In solving this problem, our goal was to avoid specifying the dependencies (often as a DAG) as they are inherent in the code itself. Hadoopy Flow solves both of these problems by keeping track of all HDFS outputs your program intends to create and following your program order. By doing this, if we see a ‘launch’ command we run it in a ‘greenlet’, note the output path of the job, and continue with the rest of the program. If none of the job’s inputs depend on any outputs that are pending (i.e., outputs that will materialize from previous jobs/hdfs commands) then we can safely start the job. This is entirely safe because if the program worked before Hadoopy Flow, then it will work now as those inputs must exist as nothing prior to the job could have created it. When a job completes, we notify dependent jobs/hdfs commands and if all of their inputs are available they are executed. The same goes for HDFS commands such as readtb and writetb (most but not all HDFS commands are supported, see Hadoopy Flow for more info). If you try to read from a file that another job will eventually output to but it hasn’t finished yet, then the execution will block at that point until the necessary data is available.

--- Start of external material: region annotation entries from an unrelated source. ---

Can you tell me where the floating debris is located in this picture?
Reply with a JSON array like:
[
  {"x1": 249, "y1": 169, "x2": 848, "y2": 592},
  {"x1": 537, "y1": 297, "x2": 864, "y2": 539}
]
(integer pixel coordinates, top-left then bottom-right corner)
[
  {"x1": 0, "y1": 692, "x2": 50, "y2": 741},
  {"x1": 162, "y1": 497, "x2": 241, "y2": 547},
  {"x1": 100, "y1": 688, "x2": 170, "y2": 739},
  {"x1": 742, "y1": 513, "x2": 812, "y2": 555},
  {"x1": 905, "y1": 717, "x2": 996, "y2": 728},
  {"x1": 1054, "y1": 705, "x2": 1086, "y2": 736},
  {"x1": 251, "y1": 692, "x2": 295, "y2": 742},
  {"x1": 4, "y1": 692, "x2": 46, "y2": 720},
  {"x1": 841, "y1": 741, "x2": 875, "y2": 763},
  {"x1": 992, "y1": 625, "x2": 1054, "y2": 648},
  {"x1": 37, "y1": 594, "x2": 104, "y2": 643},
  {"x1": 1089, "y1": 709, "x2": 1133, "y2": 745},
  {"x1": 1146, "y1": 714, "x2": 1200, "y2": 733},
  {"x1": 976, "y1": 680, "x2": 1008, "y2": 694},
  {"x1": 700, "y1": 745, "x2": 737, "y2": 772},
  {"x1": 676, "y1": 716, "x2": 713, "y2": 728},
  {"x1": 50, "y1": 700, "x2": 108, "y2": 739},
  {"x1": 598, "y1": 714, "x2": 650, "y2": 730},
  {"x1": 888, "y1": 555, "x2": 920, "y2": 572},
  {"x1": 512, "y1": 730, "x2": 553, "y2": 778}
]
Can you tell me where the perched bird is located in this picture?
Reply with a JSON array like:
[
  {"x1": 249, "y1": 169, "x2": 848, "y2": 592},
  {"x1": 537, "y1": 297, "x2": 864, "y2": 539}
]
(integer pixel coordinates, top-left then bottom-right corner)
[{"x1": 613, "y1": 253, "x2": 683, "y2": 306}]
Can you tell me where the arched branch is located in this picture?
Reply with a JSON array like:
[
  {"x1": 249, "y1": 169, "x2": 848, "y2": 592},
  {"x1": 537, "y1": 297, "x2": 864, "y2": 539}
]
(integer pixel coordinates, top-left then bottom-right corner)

So it sounds pretty magical, but it wouldn’t be worth it if you have to rewrite all of your code. To use Hadoopy Flow, all that you have to do is add ‘import hadoopy_flow’ before you import Hadoopy, and it will automatically parallelize your code. It monkey patches Hadoopy (i.e., wraps the calls at run time) and the rest of your code can be unmodified. All of the code is just a few hundred lines in one file, if you are familiar with greenlets then it might take you 10 minutes to fully understand it (which I recommend if you are going to use it regularly).

Re-execution is another important feature that Hadoopy Flow addresses and it does so trivially. If after importing Hadoopy Flow you use ‘hadoopy_flow.USE_EXISTING = True’, then when paths already exist we simply skip the task/command that would have output to them. This is useful if you run a workflow, a job crashes, fix the bug, delete the bad job’s output, and re-run the workflow. All previous jobs will be skipped and jobs that don’t have their outputs on HDFS are executed like normal. This simple addition makes iterative development using Hadoop a lot more fun and effective as tweaks generally happen at the end of the workflow and you can easily waste hours recomputing results or hacking your workflow apart to short circuit it.